In the 18 years I've been driving (18 years!!!), I've locked my keys in the car WITH THE CAR ON three times. One of those times was in the Home Depot parking lot. Scotty was ice fishing and had my spare key on his key ring, so I called my mom, and she came and got me. The car wasn't running, luckily, but the keys were in the ignition and the radio and lights were on. We had to jump start it that night after Scotty got home.

I don't know how many other times I've locked my keys in my car - I only have the tally of how many times the car was ON when I locked my keys in it because I can at least fit that number on one hand.


One of the times I locked my keys in the car was right as we were supposed to leave for a work conference in Las Vegas. The police ended up coming and breaking into my car for me (perks of having a step-dad who works for the police department).

I locked my keys in my car today, in fact. As soon as I noticed my keys weren't in their usual spot in my purse, I knew exactly where they were. I called a friend to come save me, and before she got there, I remembered that Scotty planted a spare key in my wallet for this exact occasion. I hurried and called my friend back to tell her she didn't need to come save me. The last time this happened, though, I had to borrow a cell phone (the phone was in the car with the keys) and call my mom and ask her to come get me, take me home to get the spare key, and take me back to my van.
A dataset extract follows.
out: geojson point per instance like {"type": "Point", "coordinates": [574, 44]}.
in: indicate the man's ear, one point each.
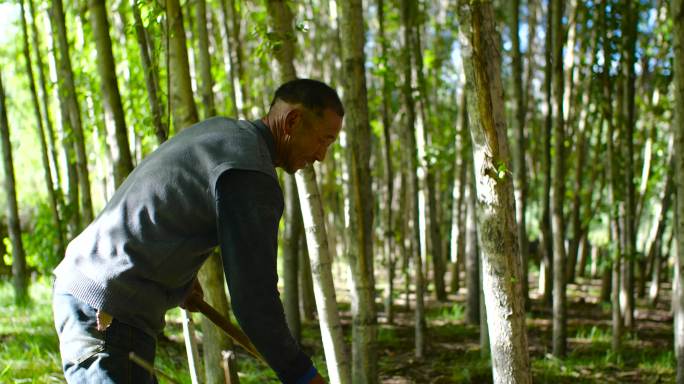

I was trying to be self-sufficient and not bother Scotty at work, so I didn't say anything to him until the problem had been resolved. When I told him, Scotty said, "Why did you make your mom come get you? You have that key in your wallet!"*

Oh.

(But thanks for saving me, Mom).

Knowing how many more stories there are that I'm not sharing is making me realize just how bad the problem is.

Locking keys in the car?

That's a dumb thing I do.


*If I ever call you to come save me when I've locked my keys in my car, please ask me if I have a key in my wallet before you agree to come get me

1 comment:

  1. My grandma Jones wrote a section in her life history called"dumb things I've done". One of my favorites was when she accidentally donated a bag of rhubarb to the D.I. instead of the clothes she intended to, they were both in grocery sacks.